À l’échelle mondiale, je considère que l’Allemagne est actuellement le cas de redressement le plus passionnant. L’Europe aussi, certes. Mais à y regarder de plus près, l’Allemagne est un cas extrêmement complexe avec de nombreux acteurs. Il semble presque insoluble. Je trouve fascinant d’observer comment les différents acteurs vont s’y prendre dans les un à deux ans à venir – car nous faisons tous partie de ce cas. Et il n’y a pas encore de vision claire de la direction à prendre. C’est certainement une problématique. En parallèle, les conditions-cadres sont difficiles : il faut de nombreuses approches de solution. Du point de vue entrepreneurial, il y a aussi de très nombreux obstacles qui compliquent le fait même d’entrer dans une logique de prise de risques.
Quelle solution proposeriez-vous ? Si vous étiez chancelier, que changeriez-vous ?
Politiquement, il y a en gros deux approches et beaucoup de variantes intermédiaires : par la directive et la subvention, ou par la libération des forces du marché.
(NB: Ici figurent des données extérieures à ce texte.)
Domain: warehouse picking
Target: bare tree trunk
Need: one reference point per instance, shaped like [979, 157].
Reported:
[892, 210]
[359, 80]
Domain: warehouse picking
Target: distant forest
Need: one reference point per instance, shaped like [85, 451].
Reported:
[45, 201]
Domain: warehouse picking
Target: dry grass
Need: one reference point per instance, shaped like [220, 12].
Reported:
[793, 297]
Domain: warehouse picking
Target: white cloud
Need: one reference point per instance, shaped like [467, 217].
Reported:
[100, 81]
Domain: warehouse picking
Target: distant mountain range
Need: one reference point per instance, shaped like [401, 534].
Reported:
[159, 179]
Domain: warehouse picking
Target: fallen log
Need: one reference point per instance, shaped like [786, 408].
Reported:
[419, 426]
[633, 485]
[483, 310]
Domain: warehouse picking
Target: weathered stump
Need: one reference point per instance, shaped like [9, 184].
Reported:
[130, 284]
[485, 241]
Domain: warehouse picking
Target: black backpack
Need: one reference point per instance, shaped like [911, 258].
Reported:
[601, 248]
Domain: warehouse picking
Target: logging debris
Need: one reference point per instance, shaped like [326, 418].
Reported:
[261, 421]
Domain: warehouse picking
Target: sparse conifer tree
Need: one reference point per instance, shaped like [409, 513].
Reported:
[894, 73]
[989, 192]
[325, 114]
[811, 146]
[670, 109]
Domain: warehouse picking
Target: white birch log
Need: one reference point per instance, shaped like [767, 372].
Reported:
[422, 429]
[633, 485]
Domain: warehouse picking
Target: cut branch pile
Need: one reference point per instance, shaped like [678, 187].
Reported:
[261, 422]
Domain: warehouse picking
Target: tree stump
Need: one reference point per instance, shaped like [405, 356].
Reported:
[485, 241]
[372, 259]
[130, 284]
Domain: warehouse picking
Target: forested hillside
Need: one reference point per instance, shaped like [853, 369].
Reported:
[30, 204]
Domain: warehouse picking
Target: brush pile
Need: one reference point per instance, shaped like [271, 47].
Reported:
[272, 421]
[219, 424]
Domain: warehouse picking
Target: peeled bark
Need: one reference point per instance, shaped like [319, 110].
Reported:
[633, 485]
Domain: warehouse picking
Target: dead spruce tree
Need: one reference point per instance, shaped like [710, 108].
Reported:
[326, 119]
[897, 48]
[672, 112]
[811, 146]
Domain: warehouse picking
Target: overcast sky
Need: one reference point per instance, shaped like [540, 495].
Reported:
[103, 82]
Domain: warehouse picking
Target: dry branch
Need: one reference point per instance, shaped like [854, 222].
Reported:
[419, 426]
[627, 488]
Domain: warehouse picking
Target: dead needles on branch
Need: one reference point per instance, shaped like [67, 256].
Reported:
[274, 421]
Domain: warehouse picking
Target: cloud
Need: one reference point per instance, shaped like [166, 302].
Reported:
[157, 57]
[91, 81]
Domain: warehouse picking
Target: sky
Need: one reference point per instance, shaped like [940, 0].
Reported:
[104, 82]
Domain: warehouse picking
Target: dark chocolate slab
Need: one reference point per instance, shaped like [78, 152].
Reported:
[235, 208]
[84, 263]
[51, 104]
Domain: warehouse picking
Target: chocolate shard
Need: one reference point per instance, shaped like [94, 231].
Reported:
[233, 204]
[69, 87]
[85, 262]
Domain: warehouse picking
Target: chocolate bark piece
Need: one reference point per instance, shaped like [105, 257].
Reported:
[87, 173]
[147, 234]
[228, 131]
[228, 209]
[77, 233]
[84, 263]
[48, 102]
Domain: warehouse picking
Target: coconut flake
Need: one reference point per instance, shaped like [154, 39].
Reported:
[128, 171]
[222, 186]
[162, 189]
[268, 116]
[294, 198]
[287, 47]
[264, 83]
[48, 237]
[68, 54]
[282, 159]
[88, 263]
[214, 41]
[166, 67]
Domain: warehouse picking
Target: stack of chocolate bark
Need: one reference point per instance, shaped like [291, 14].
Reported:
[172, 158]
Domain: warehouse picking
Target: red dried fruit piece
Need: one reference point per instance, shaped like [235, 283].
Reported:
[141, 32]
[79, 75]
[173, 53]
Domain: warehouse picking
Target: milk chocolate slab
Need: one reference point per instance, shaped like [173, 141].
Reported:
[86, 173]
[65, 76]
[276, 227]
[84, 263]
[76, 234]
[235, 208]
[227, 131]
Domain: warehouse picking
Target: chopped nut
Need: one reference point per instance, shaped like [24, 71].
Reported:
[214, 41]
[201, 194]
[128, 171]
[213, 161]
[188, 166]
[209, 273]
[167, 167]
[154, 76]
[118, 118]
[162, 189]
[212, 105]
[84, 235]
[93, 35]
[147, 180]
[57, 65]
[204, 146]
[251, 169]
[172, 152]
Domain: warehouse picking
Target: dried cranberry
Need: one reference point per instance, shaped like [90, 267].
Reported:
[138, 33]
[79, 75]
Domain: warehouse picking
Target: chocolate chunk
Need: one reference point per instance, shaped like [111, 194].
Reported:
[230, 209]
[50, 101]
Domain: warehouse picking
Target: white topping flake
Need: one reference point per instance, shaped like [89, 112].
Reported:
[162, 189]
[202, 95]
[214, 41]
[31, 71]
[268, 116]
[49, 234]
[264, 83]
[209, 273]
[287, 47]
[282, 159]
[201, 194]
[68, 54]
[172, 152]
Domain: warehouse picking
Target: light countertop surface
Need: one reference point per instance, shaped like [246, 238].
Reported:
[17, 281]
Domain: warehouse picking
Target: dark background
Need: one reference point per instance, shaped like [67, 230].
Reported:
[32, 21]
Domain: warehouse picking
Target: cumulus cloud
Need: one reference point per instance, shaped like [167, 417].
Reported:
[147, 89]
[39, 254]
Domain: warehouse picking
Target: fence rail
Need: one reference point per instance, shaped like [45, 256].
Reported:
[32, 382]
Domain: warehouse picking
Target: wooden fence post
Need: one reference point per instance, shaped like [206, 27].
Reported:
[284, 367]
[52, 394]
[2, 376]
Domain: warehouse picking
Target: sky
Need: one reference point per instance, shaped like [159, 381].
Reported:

Je pense qu’il est illusoire de croire que certaines personnes sauraient quelles branches ou quelles mesures sont économiquement « justes » ou « fausses ». Les conditions difficiles dans lesquelles nous nous trouvons aujourd’hui résultent, selon moi, de nombreuses intentions louables, d’où sont issues une multitude de lois et de réglementations qui nous paralysent aujourd’hui plus qu’elles ne nous stimulent. Si je pouvais faire une proposition, ce serait la suivante : pour chaque nouvelle loi adoptée, deux anciennes devraient être supprimées. Car l’amour de la solution inclut aussi le fait d’écarter tout ce qui gêne sur le chemin. Un mécanisme simple, mais efficace.